И смотрит на внучку: дескать, как я тебя! Выдержав паузу, поясняет:
– Русские знают отгадку: это ножницы. Простой пример. Если вы читаете, что он расстегнул на ней кофточку и прильнул и так далее, то, похоже, дело идёт к половому акту. И вот он начинается! Акт первый. Если повезёт, второй. Согласитесь: скучно читать такую правду. А писать! Невыносимо. Насколько легче, благодарнее, вкуснее и безопаснее парить в иносказательных облаках, среди шёлковых кофточек и томных стонов! В самом деле, ну куда годится эта вся так называемая правда? Только представь!..

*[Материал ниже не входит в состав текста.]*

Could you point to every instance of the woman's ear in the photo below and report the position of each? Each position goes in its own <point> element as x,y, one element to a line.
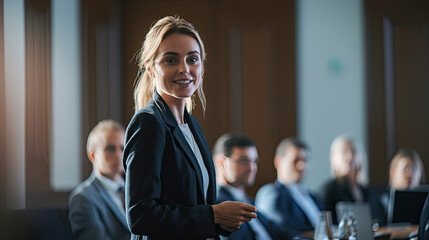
<point>91,156</point>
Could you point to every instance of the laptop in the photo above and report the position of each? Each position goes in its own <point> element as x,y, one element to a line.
<point>362,212</point>
<point>405,206</point>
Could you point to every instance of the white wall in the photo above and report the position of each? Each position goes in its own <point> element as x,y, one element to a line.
<point>66,95</point>
<point>330,78</point>
<point>14,50</point>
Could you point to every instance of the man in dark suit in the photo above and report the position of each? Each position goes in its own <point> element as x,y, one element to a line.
<point>286,202</point>
<point>96,205</point>
<point>236,160</point>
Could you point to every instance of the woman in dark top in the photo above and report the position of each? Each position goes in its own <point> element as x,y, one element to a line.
<point>346,165</point>
<point>170,180</point>
<point>405,172</point>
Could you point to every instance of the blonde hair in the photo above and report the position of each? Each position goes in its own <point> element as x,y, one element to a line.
<point>145,85</point>
<point>418,173</point>
<point>361,160</point>
<point>95,134</point>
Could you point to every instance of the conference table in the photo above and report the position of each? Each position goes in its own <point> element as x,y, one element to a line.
<point>396,232</point>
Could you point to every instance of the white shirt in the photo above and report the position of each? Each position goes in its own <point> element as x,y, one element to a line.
<point>305,202</point>
<point>112,189</point>
<point>194,146</point>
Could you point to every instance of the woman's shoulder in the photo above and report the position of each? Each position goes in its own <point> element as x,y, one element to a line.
<point>146,116</point>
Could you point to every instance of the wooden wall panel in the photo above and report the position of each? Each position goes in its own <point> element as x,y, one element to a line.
<point>397,51</point>
<point>412,84</point>
<point>258,99</point>
<point>2,128</point>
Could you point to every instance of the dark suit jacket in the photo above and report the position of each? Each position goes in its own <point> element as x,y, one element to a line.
<point>164,183</point>
<point>94,215</point>
<point>424,221</point>
<point>376,194</point>
<point>337,190</point>
<point>277,204</point>
<point>245,232</point>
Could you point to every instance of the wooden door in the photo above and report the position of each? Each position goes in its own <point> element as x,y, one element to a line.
<point>398,81</point>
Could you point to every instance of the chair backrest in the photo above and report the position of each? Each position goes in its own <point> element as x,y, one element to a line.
<point>405,206</point>
<point>362,212</point>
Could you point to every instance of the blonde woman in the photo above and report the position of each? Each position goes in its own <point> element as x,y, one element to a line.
<point>170,177</point>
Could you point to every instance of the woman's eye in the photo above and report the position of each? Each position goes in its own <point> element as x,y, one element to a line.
<point>170,60</point>
<point>192,59</point>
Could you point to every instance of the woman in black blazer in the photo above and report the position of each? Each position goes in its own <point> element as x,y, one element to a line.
<point>170,179</point>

Внучка представила. Повеяло ванилью.
– Замужняя женщина, красивая и молодая, полюбила холостого офицера и пала, совершив с ним серию половых актов без контрацепции. Общество осудило её. Женщина оказалась впечатлительной и бросилась под поезд. Всё. Хроника происшествий, пять строк в газету. Но бульон из культурных кодов булькает, и все всё понимают. Каждый по-своему. У каждого своя правда. Особенно если замешан секс. Таким образом нормальная новостная журналистика разбухает в великую литературу. По умолчанию – культура.